小计
我清早醒来,打开手机,只有俞小蕊发了信息来,叫我看她的新场地。
我买了一束鲜花,三四种应季水果,来到她在少年宫附近租的80平米房,一套空房,没有家具,布置成三间教室。租金还算便宜。
她刷了白墙,买了课桌椅,挂了些名人名言挂画,空调,饮水机,黑板,教材,简朴却应有尽有。
我笑问,一个暑假能不能赚到首付钱。
她惊讶,你太小瞧我了。
我愕然,吞咽了一番。你真是个富婆啊。
她笑,郊区首付哈。郊区。
我转了一圈,说,买点绿植嘛。就是个纯粹补习的地方,还真是投小本大回报。
她神秘一笑,要不你也来入股。
我说,考虑考虑。
她说,赚钱的事情还考虑,钱排在万事万物前。我们又不像她们,有父母亲戚做靠山。
两人约了中饭,来了几位咨询的家长,她眼里放光,说再约。
开着小破车,我觉得她说得有道理。从大学起,我模糊意识到,人一旦醒来(晚上也要花钱买安稳觉呢),开门七件事,满目物件都要花钱。谁说空气不要钱。没钱吃喝,不就饿死了,还呼吸空气呢。
钱钱钱······
电梯门开,方乘站在楼道窗台前。他那一身那麽有格调,符合自身风格,怎麽不要时间金钱优渥的家庭堆积。

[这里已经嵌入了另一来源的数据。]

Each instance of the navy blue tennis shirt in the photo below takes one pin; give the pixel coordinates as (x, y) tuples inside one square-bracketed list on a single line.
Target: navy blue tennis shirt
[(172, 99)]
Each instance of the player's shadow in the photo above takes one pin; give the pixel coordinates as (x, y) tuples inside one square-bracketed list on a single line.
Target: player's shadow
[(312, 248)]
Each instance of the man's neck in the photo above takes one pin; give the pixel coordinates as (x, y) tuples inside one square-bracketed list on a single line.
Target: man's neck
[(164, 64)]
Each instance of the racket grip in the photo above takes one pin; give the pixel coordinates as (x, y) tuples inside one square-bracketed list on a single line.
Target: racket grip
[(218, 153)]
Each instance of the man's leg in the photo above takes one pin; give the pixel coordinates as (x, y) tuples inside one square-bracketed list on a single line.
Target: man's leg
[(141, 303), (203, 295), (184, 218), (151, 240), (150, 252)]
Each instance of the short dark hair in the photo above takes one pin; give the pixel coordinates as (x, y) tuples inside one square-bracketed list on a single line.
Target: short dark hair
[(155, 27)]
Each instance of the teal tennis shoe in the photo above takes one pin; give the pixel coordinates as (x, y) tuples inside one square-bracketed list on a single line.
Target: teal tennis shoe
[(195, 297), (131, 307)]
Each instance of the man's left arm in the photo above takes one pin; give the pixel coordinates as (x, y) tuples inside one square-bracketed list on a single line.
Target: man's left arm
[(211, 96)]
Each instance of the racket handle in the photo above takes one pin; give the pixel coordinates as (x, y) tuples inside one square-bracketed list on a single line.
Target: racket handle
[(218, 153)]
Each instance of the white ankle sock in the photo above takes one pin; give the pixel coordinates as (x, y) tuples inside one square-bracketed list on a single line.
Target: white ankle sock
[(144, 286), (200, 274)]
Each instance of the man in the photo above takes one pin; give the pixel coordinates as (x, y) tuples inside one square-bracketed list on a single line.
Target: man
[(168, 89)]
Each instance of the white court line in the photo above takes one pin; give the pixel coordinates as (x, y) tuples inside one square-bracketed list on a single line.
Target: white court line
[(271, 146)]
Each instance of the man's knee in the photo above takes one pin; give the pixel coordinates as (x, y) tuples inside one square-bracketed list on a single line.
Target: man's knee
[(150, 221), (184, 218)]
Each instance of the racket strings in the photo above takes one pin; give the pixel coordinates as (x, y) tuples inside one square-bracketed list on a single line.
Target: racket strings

我打开门,丢下买的菜,猛地想起来,方乘来了?!我转过身在门口跟他撞个满怀,轻推他胸膛的手被他反握。
“你刚在想什麽啊?!”他轻笑,拉着我进屋。
我怔怔地看着他,“你没回我信息。”
“不晓得回你什麽。”他狡黠一笑。“看到你信息已经是凌晨。你应该睡了。”
“你还在生我气吗?”我嗓子生涩发紧。
他视线移向阳台,眺望远方,思索什麽。我内心百转千回。
“我在生气。”
我潸然泪下。
“你这傻瓜,我生气是因为你好几天才来找我。”
我哭得越来越凶,泪水汩汩而流,哽咽着说:“你不知道······你那天多凶,你的脸·······好冷,好冷······比月亮还冷。我怎麽······怎麽敢······”我泣不成声。
他一边擦我的泪,一边轻抚我的後背。
文丰都没怎麽冷,冷到我心生惧意。他顶多是不耐烦,不耐我对他拳打脚踢。
可是方乘不一样,他那种决然如冰天冻地,伤到了我。我不敢上前,不管是骂他揍他还是踢他。
我只想离他远一点。
我投降了,听诺伊的话。
我仍然哭,哭得气势汹汹,气壮理直。
他把我搂入怀中,胸前湿一大片。“你比······比······冰山······还冷。”
他笑得身子抖了抖。“现在被你融化了。”
我推开他,抽了纸巾擦眼泪,“对,不起···我···不应该···我···没资格说···那样,无,礼。”
他捧着我的脸,指腹擦去新泪,“说了就说了吧。反正她也听不到。”
“可是,我後来想了,反思了,没有自知之明。”
他抱我坐他腿上,“你不是没有,你是太有了。别再这样说自己。”他微皱眉,略带忧郁地看着我。
我头靠着他胸膛。他一低头就亲到我的鼻子,脸颊。
我们的身体贴在一起,漾起一层又一层涟漪,绽放出一朵朵的花。
好几天没见更增添对彼此的渴望。他泛青的下巴扎在我胸前,我推开他,他更加用力啃着。
我不可自抑的嗓音说:“床上。”
他横抱着几步到了主卧。衣物尽脱,我提醒他拿出套子,我开了冷气,说,我上你下。
自从他要我锻炼,尝试几种运动项目,发现游泳比较适合。
试游了几家大酒店的游泳池,在一家办了月卡,每周定期游个两三次,每次四十分钟到一个小时。
他愣了一下,乖乖躺着。我拿皮筋扎个马尾。
我动作的几回,他似乎很满意很享受,时不时发出低沉的呻吟。不过使坏取走皮筋。他要看着我的发丝凌乱不堪,拂掠他的脸庞,脖子,肌肤。